Euthanasia and physician assisted suicide: do the moral arguments differ?
A discussion paper from the BMA’s Medical Ethics Department
April 1998
Introduction
Euthanasia and physician assisted suicide are controversial, emotive issues which are often at the forefront of public debate.
For many years, the BMA has opposed any change in the current UK legislation which prohibits euthanasia. Physician assisted suicide is also legally prohibited but has not generated the same level of intense debate. Frequently both acts are perceived as identical. Some commentators, however, suggest that euthanasia debates are more concerned with interpretations of "beneficence" whereas discussions of assisted suicide rely on "autonomy" arguments.

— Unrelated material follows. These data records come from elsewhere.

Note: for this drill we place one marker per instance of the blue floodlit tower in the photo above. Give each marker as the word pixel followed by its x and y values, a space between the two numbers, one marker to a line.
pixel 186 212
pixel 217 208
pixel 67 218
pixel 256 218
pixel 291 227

Go to reference 1 It is said, for example that this is one of the main distinctions between the Australian Northern Territories Rights of the Terminally Ill Act (passed 1995 but subsequently annulled) and the Oregon Death with Dignity Act (passed in 1994 but not implemented until 1998). The Oregon legislation allows doctors to provide the means for ending life but not to administer it whereas the Australian law permitted more extensive medical participation.
This discussion paper has been drawn up to stimulate wider debate within the profession about euthanasia and assisted suicide.
While the BMA opposes euthanasia primarily on the grounds that it is alien to the traditional ethos and moral focus of medicine, some of the most convincing arguments have been purely practical. The difficulties of effectively monitoring euthanasia to ensure against abuse are acknowledged even in the Netherlands where experts estimated that, contrary to the regulations, six out of ten cases of euthanasia were going unreported.
Go to reference 2 From a practical perspective, the BMA considers that acceptance of euthanasia as an option could exercise a detrimental effect on societal attitudes and on the doctor-patient relationship, jeopardising in particular, the fate of vulnerable individuals. Some of these arguments apply equally to physician assisted suicide. Nevertheless, a 1996 nationwide survey of doctors appeared to indicate attitudinal differences to the two acts
Go to reference 3. The BMA's Medical Ethics Committee is anxious to know whether doctors consider that these apparently differing intuitive responses to euthanasia and assisted suicide are supported by convincing moral arguments.
References
- La France A.B. Physician Assisted Death: A comparison of the Oregon and Northern Territory Statutes, quoted by McLean S A, Britton A, in Sometimes a Small Victory, Glasgow University (1996)(commissioned by the Scottish Voluntary Euthanasia Society but carried out by an independent agency
- Interview with Professor van der Wal, author of the 1995 study* into medical decisions at the end of life, reported in Newsletter 60 of the Voluntary Euthanasia Society, May 1997.
*Euthanasia, physician-assisted suicide, and other medical practices involving the end of life in the Netherlands, 1990-1995. New England Journal of Medicine 1996; 335:1699-705.
- McLean S, Britton A, Sometimes A Small Victory, Glasgow University (1996) (commissioned by the Scottish Voluntary Euthanasia Society but carried out by an independent agency).